Logo Questions Linux Laravel Mysql Ubuntu Git Menu
 

Loading two models from Saver in the same Tensorflow session

I have two networks: a Model which generates output and an Adversary which grades the output.

Both have been trained separately but now I need to combine their outputs during a single session.

I've attempted to implement the solution proposed in this post: Run multiple pre-trained Tensorflow nets at the same time

My code

with tf.name_scope("model"):
    model = Model(args)
with tf.name_scope("adv"):
    adversary = Adversary(adv_args)

#...

with tf.Session() as sess:
    tf.global_variables_initializer().run()

    # Get the variables specific to the `Model`
    # Also strip out the surperfluous ":0" for some reason not saved in the checkpoint
    model_varlist = {v.name.lstrip("model/")[:-2]: v 
                     for v in tf.global_variables() if v.name[:5] == "model"}
    model_saver = tf.train.Saver(var_list=model_varlist)
    model_ckpt = tf.train.get_checkpoint_state(args.save_dir)
    model_saver.restore(sess, model_ckpt.model_checkpoint_path)

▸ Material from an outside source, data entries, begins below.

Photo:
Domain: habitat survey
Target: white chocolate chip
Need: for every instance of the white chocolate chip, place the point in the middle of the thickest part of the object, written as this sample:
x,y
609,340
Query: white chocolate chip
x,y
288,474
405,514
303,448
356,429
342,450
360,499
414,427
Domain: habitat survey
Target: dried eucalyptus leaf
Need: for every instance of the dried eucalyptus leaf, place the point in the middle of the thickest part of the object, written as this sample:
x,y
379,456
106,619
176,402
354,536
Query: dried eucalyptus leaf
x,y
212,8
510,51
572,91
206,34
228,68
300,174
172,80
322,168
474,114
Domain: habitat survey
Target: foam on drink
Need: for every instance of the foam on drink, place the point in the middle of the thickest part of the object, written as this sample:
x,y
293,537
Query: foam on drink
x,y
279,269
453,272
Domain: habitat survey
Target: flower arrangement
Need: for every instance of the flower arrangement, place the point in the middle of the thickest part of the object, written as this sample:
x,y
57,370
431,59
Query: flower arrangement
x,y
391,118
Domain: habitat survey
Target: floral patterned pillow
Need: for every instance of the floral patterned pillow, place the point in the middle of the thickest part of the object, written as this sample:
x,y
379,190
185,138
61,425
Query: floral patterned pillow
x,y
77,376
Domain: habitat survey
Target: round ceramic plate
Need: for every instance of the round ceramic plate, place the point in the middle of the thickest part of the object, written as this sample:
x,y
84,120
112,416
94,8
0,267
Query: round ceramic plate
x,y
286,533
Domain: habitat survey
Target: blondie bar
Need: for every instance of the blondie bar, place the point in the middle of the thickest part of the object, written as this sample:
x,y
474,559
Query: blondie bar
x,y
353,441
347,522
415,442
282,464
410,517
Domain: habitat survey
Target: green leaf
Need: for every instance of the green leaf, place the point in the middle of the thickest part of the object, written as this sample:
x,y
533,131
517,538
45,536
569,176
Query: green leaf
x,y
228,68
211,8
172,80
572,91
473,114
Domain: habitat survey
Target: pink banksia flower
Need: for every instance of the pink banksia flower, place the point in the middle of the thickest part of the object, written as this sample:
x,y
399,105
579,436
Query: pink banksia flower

    # Get the variables specific to the `Adversary`
    adv_varlist = {v.name.lstrip("avd/")[:-2]: v 
                   for v in tf.global_variables() if v.name[:3] == "adv"}
    adv_saver = tf.train.Saver(var_list=adv_varlist)
    adv_ckpt = tf.train.get_checkpoint_state(adv_args.save_dir)
    adv_saver.restore(sess, adv_ckpt.model_checkpoint_path)

The problem

The call to the function model_saver.restore() appears to be doing nothing. In another module I use a saver with tf.train.Saver(tf.global_variables()) and it restores the checkpoint fine.

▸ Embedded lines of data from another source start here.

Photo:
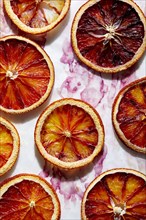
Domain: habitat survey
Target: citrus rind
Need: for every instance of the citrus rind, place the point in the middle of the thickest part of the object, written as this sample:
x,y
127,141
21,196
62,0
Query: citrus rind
x,y
5,185
51,76
99,68
16,146
100,177
114,115
35,31
98,123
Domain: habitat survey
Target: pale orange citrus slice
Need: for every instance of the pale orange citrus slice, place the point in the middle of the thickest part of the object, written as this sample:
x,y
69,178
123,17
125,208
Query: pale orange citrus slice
x,y
109,36
118,194
28,197
26,75
9,145
69,133
129,115
36,16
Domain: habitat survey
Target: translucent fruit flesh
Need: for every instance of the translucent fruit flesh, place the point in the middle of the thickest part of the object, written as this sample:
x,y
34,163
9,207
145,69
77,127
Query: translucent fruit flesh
x,y
24,74
109,33
37,14
6,145
131,114
26,200
69,133
118,196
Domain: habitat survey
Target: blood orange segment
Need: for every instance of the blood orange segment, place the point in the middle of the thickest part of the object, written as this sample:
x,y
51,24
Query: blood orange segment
x,y
26,74
109,35
117,194
129,115
28,196
37,16
9,145
69,133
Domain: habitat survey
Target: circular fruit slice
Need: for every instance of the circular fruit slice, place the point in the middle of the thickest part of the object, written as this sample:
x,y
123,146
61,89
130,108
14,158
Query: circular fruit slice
x,y
109,35
118,194
36,16
129,115
26,75
69,133
9,145
28,196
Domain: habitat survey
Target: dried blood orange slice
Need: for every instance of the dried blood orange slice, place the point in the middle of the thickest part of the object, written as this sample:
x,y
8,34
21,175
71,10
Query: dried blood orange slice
x,y
36,16
9,145
129,115
27,196
117,194
69,133
26,75
109,35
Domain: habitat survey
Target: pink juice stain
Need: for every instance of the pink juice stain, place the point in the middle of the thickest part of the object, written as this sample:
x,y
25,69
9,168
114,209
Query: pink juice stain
x,y
81,82
72,187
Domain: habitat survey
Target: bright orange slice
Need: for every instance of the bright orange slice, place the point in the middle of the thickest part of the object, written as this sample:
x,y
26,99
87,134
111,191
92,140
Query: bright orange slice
x,y
26,75
28,197
129,115
36,16
109,35
69,133
9,145
118,194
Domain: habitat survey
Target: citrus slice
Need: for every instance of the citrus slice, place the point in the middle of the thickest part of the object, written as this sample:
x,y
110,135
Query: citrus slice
x,y
36,16
26,75
27,196
129,115
117,194
109,36
69,133
9,145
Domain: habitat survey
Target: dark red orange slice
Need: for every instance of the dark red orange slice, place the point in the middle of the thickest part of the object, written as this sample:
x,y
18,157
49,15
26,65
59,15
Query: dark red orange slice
x,y
36,16
129,115
109,35
118,194
9,145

The model has model.tvars = tf.trainable_variables(). To check what was happening I used sess.run() to extract the tvars before and after restore. Each time the initial randomly assigned variables are being used and the variables from the checkpoint are not being assigned.

Any thoughts on why model_saver.restore() appears to be doing nothing?

like image 839
TheCriticalImperitive Avatar asked Jan 12 '17 07:01

TheCriticalImperitive


2 Answers

Solving this problem took a long time so I'm posting my likely imperfect solution in case anyone else needs it.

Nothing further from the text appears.